Mortal reasoning is faulty,

and our plans shaky.

Our best guesses about the things of this earth 

are only approximate,

and we toil to discover even those things 

that are within our grasp.


     All is not lost. There are grandchildren.  Though our cognitive abilities may fade, Wisdom flowers with age.  Love becomes less self centered, less egotistical.  And as for all those possessions we have accumulated, we need less.  We can now delight in sharing what we have and what we have learned with others.  We become more simple and authentic.
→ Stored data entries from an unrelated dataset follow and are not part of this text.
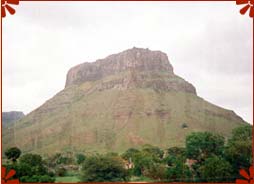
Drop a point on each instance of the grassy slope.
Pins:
(79, 119)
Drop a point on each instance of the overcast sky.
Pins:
(208, 43)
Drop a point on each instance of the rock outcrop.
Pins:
(123, 101)
(11, 117)
(144, 68)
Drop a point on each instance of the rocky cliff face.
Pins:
(142, 68)
(123, 101)
(12, 116)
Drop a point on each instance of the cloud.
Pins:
(208, 43)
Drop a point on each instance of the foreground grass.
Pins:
(65, 179)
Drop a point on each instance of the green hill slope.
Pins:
(119, 110)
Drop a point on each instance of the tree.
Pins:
(35, 163)
(239, 149)
(153, 150)
(216, 169)
(130, 153)
(80, 158)
(101, 168)
(177, 169)
(201, 145)
(176, 151)
(13, 154)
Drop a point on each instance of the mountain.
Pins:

Today’s reading from Wisdom goes on to say:


It was because of Your Holy Spirit

that we on earth were set on the right path,

that we mortals were taught what pleases You

and were kept safe under the Spirit’s protection.


     Jesus’ words in today’s readings do apply to the natural progression that our lives take which Richard Rohr describes.  I believe, however, that Jesus’ words were directed more specifically to those who at any stage in their lives were and are moved by the Holy Spirit to be his disciples.  I believe he describes the attributes of his disciples when he addresses them on the Mount in the 5th chapter of Matthew saying:


Blessed are the poor in spirit,

                  for theirs is the kingdom of heaven.

Blessed are they who mourn, 

                for they will be comforted.

Blessed are the meek, 

                for they will inherit the land.

Blessed are they who hunger and thirst for justice, 

                for they will be satisfied.

Blessed are the merciful, 

                for they will be shown mercy.

Blessed are the clean of heart, 

                for they will see God.

Blessed are the peacemakers, 

                for they will be called children of God.

Blessed are you when men reproach you and persecute you, 

                and utter ever kind of evil against you because of me. 

                Rejoice and be glad, for your reward will great in heaven. 

                Thus they persecuted the prophets who were before you.


     These “blessed” are the ones whom Jesus calls Disciples.  These are the ones stirred by the Spirit to be builders of His Kin-dom. They are young and old. They are male and female. They come in all colors. They are scattered throughout the nations.  

 

     These Beatitudes are indeed eloquent words of hope spoken by Jesus himself for those who would be his disciples. He knew the cost which he would have to pay, and he paid it.  Though we must also, like Jesus, pass through circumstances and times that will cost us dearly...

      we will find our hope in the One who went before us,

           who passed through it all, and rose to a new, eternal life,

                who lives here among us today,

                     who speaks from the Mount

                          and who calls you and I “blessed”.